You and I had always sent each other postcards when we were away, so I sent you some from Edinburgh, picking out images that I knew you would like, telling you things I thought you’d find interesting or funny. I addressed them to you and wrote Vancouver as the address and dropped them into the letterboxes unstamped. I didn’t think the dead required postage.
I picked up the puppies the first weekend of May. I had had an old dog for so long that their energy was alarming, and even more difficult was the fact that there were two of them. Our carefully considered plan seemed, initially, to have been a mistake.
Two eight-week-old puppies were almost impossible to control. I had no free time at all, couldn’t leave the house, could barely even leave the room to shower or eat. I lived on the couch for weeks, sleeping there at night, sitting there with the puppies in the day. What was surprising was how wild they were, and also how desperately they tried to bond with me. They sensed, or knew, how vulnerable they were, that they needed protection, and they attached themselves to me with a vengeance. One or the other of them always liked to lie on me, her heart positioned directly above mine so that our hearts were beating together.
The dogs are compelled towards one another.
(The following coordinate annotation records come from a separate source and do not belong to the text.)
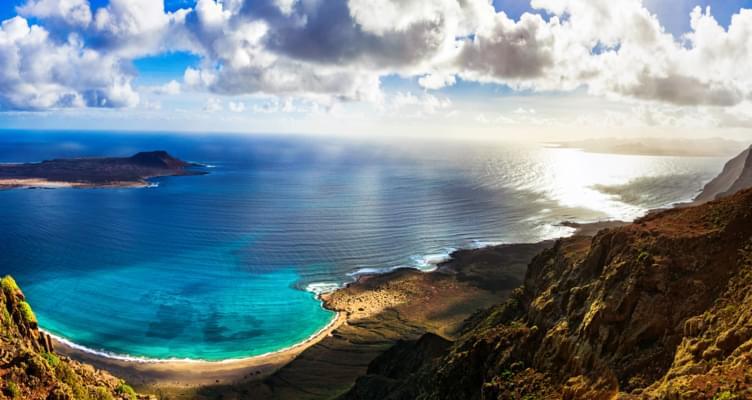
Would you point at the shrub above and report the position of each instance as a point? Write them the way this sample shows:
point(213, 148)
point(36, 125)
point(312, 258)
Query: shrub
point(52, 359)
point(100, 393)
point(27, 313)
point(125, 390)
point(9, 285)
point(11, 390)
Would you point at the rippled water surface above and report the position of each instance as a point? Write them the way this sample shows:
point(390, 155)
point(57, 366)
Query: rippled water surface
point(217, 266)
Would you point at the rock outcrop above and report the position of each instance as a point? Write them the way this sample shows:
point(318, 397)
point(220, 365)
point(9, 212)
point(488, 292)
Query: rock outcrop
point(736, 176)
point(97, 172)
point(29, 367)
point(659, 309)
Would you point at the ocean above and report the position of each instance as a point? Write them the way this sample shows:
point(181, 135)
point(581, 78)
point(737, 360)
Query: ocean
point(227, 265)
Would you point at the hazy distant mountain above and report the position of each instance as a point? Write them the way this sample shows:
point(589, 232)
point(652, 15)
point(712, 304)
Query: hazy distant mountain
point(714, 147)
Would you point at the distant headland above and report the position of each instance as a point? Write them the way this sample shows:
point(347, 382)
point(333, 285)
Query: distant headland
point(98, 172)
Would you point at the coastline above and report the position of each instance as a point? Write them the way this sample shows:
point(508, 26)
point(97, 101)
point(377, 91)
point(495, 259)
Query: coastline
point(35, 183)
point(403, 301)
point(192, 373)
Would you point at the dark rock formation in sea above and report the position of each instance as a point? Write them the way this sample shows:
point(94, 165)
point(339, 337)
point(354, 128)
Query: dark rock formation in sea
point(736, 175)
point(102, 171)
point(29, 367)
point(658, 309)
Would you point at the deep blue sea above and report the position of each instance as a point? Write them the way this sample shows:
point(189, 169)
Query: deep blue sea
point(226, 265)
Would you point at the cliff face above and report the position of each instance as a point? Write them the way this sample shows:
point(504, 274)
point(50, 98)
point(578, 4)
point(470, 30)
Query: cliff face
point(103, 170)
point(29, 367)
point(661, 308)
point(736, 176)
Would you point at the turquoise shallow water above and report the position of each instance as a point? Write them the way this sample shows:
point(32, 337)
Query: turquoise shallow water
point(223, 265)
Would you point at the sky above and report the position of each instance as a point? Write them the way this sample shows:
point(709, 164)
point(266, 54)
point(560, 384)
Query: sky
point(507, 69)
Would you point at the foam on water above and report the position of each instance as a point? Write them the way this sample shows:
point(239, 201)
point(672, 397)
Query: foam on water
point(229, 265)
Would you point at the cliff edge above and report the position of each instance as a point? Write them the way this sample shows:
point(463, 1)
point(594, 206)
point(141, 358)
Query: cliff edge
point(29, 367)
point(658, 309)
point(736, 176)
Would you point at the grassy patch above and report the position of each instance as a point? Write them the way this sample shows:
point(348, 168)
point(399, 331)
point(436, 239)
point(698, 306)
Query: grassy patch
point(9, 285)
point(124, 389)
point(27, 313)
point(100, 393)
point(51, 359)
point(11, 390)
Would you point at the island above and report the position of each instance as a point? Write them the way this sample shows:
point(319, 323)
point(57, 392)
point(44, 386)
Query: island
point(96, 172)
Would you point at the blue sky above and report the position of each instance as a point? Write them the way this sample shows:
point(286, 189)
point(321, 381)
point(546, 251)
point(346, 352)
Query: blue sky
point(539, 70)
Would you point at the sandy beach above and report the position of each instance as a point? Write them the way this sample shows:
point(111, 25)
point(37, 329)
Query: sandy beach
point(47, 184)
point(158, 376)
point(373, 313)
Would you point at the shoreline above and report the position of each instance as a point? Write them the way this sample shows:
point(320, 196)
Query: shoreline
point(192, 373)
point(38, 183)
point(189, 374)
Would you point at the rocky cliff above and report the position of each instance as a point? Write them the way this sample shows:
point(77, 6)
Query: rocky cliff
point(99, 171)
point(736, 176)
point(29, 367)
point(661, 308)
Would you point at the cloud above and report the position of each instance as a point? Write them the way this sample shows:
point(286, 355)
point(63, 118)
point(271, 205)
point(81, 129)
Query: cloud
point(338, 50)
point(66, 12)
point(213, 105)
point(236, 107)
point(38, 73)
point(170, 88)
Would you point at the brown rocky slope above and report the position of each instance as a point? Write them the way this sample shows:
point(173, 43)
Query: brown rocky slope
point(29, 367)
point(659, 309)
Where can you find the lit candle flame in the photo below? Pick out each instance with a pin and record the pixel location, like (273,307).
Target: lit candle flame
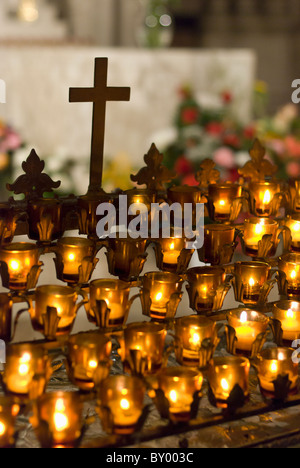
(71,257)
(293,274)
(258,228)
(173,396)
(251,282)
(243,316)
(289,313)
(124,404)
(2,428)
(224,384)
(158,296)
(60,419)
(14,265)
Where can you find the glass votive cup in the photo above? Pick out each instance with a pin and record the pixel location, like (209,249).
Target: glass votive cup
(224,374)
(249,279)
(20,258)
(203,283)
(6,304)
(62,298)
(221,198)
(288,314)
(70,255)
(271,365)
(289,265)
(86,353)
(254,230)
(8,413)
(61,411)
(145,341)
(45,219)
(180,385)
(261,197)
(293,223)
(115,293)
(157,290)
(218,243)
(123,396)
(126,256)
(191,332)
(247,326)
(25,362)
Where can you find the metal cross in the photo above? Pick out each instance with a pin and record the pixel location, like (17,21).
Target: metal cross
(99,95)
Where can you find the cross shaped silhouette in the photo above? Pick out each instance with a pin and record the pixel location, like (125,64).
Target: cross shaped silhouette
(99,95)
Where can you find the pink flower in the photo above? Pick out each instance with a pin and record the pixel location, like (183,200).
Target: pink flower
(183,166)
(293,169)
(214,128)
(292,146)
(224,157)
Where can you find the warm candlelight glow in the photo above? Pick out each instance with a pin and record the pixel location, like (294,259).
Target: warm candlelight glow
(61,421)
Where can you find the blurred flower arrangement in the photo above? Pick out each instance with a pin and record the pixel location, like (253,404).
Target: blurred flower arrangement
(203,131)
(10,142)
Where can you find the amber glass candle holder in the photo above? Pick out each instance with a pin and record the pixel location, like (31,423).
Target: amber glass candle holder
(222,201)
(88,358)
(251,281)
(206,288)
(246,331)
(21,267)
(276,372)
(181,388)
(294,195)
(293,224)
(6,304)
(144,344)
(264,198)
(75,259)
(27,369)
(87,212)
(196,340)
(172,253)
(125,256)
(45,219)
(289,275)
(285,322)
(260,237)
(8,413)
(49,297)
(120,403)
(161,294)
(57,420)
(109,304)
(219,244)
(228,379)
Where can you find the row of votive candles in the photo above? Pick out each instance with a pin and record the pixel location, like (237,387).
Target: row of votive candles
(72,253)
(27,372)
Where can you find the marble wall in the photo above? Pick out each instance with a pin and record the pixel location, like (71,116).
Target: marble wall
(37,92)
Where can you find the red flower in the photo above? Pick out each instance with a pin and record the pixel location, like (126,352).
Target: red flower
(226,97)
(214,128)
(183,166)
(232,140)
(249,132)
(189,115)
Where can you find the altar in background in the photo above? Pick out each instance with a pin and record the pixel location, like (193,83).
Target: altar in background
(38,79)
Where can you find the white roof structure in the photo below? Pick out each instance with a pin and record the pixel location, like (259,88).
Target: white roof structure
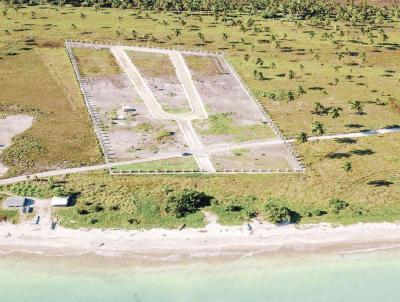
(59,201)
(15,202)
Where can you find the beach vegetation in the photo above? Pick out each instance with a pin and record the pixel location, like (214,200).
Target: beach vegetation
(276,213)
(337,205)
(186,202)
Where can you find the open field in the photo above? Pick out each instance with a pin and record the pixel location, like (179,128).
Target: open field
(370,190)
(35,82)
(297,63)
(133,123)
(171,164)
(159,73)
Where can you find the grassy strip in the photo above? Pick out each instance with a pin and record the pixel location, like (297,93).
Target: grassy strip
(171,164)
(11,216)
(203,65)
(96,62)
(153,65)
(223,124)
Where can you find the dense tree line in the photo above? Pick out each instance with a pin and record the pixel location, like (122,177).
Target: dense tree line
(301,9)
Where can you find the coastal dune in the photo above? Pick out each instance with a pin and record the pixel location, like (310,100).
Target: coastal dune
(213,240)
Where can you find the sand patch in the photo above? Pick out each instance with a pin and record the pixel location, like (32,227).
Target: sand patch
(10,127)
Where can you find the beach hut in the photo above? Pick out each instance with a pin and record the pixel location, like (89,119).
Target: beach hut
(59,201)
(128,108)
(16,202)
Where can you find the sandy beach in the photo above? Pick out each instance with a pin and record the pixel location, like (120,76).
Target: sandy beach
(213,240)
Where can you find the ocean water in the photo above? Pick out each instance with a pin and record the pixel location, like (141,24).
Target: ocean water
(302,278)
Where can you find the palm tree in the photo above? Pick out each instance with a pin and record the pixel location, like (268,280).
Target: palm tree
(319,108)
(201,38)
(357,106)
(134,34)
(302,137)
(347,167)
(335,111)
(336,81)
(318,128)
(300,90)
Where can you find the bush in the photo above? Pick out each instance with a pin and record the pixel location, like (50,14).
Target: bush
(337,205)
(315,213)
(186,202)
(275,213)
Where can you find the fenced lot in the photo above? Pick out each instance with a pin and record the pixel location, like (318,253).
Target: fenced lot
(147,102)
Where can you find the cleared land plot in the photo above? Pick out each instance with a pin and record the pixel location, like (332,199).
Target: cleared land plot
(40,82)
(11,126)
(96,62)
(233,114)
(172,164)
(265,158)
(159,73)
(131,132)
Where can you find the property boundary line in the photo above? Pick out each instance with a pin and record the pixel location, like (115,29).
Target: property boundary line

I can’t say that they love each other, because sometimes they fight with intent; they have such different personalities that they aren’t really compatible. But they’re siblings and that bond seems to trump all their differences.
I didn’t know how I would survive the puppies, just as I didn’t know how I would survive your death, and in a weird way they were similar experiences, had a similar relentlessness to them.
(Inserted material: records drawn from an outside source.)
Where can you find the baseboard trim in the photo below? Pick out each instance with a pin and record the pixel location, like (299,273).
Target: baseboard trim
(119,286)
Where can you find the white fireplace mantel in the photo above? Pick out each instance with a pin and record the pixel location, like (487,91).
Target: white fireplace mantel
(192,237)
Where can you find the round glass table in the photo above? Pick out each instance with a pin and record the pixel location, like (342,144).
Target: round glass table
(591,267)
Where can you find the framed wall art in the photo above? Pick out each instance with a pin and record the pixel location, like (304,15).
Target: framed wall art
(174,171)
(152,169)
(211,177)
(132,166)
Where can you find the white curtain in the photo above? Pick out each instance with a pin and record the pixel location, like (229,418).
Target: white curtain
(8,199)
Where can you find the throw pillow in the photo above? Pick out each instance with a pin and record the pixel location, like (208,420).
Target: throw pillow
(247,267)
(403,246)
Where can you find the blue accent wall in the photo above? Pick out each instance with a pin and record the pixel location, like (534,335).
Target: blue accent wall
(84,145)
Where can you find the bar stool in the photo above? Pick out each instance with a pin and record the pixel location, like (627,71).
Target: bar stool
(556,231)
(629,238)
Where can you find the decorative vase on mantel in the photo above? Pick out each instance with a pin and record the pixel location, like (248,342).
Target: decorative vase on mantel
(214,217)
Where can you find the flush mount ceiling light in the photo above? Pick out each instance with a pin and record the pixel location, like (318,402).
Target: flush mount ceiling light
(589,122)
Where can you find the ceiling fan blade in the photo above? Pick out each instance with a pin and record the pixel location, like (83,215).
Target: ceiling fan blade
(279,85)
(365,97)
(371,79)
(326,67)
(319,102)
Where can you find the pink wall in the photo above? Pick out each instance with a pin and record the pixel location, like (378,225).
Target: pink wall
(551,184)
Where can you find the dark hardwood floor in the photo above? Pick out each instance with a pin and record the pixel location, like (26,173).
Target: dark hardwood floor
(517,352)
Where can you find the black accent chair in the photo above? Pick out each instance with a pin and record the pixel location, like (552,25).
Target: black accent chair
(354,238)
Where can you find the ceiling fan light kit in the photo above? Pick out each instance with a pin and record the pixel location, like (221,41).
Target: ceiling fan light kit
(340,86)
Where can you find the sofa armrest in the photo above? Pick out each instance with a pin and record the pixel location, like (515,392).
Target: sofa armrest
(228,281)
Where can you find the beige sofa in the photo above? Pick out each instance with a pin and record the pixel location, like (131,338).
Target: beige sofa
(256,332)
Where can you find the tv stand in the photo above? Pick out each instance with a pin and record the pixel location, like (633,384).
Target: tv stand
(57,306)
But now, as I write this, I have just the one dog to look after, Charlotte. She’s a year and a half now, calmer, easier to tire out. She’s sleeping on the rug after a morning spent racing through the fields with her sister. We walked through the grounds of an old estate by the lake and there’s a big apple tree there with the most perfect apples, early apples, ready now in the middle of August. I picked one and ate it as I ambled after the dogs through the fields and the woods. They slept in the car on the way home. On the way out they had wrestled and fought over a plastic bag they found under the seat, and stuck their heads out the window so the wind blew their lips back and their exposed teeth looked both fierce and comical.
I’m not sure you would like the dogs. You always preferred cats. When I was cleaning out your apartment I found a little framed photo of our childhood cat, Sammy, who was run over by a car outside our house when he was about five. He was magnificent, could stand on his hind legs and rattle doorknobs with his paws, signalling that he wanted out. He had thick glossy black fur and had been found by Cathy when he was young. He was stuck up a tree and she coaxed him down and brought him home draped around her neck like a scarf.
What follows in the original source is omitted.